— За что? За сведения для газеты?
— Хотел со мной переспать.
— А что ты ему сказала?
— Сказала, что мне больше не нужны его деньги, и тогда он разозлился. Он поверил, что, когда я была у сеньоры Санчес, он и в самом деле мне нравился. Считает, что он потрясающий любовник. Ну и сбила же я с него спесь, — добавила она с явным удовольствием, — сказала, что как мужчина Чарли в тысячу раз лучше, чем он.
— Как ты от него избавилась?
— Позвала полицейского, — они оставили одного в усадьбе, сказали, что он будет меня охранять, но он все время за мной следит, — и, пока они спорили, села в машину и уехала.
— Но ты же не умеешь водить машину.
— Я часто смотрела, как это делает Чарли. Это нетрудно. Знаю, какие штучки надо толкать, а какие тянуть.

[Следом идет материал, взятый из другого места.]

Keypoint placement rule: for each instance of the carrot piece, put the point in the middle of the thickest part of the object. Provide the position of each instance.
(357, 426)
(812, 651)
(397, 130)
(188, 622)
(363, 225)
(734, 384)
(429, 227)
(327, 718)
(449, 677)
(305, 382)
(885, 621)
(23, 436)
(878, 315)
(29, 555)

Вначале я их перепутала, но потом все наладилось. До самой дороги машина шла рывками, но там я освоилась и поехала даже быстрей, чем Чарли.
— Бедная «Гордость Фортнума», — сказал Пларр.
— По-моему, я ехала чуть-чуть слишком быстро, раз не заметила грузовика.
— Что случилось?
— Авария.
— Тебя ранило?
— Меня — нет, а вот машина пострадала.
Глаза ее блестели, она была возбуждена непривычными событиями. Он еще никогда не слышал, чтобы она так много разговаривала. Клара все еще обладала для него привлекательностью незнакомки — словно девушка, которую он случайно встретил на вечеринке.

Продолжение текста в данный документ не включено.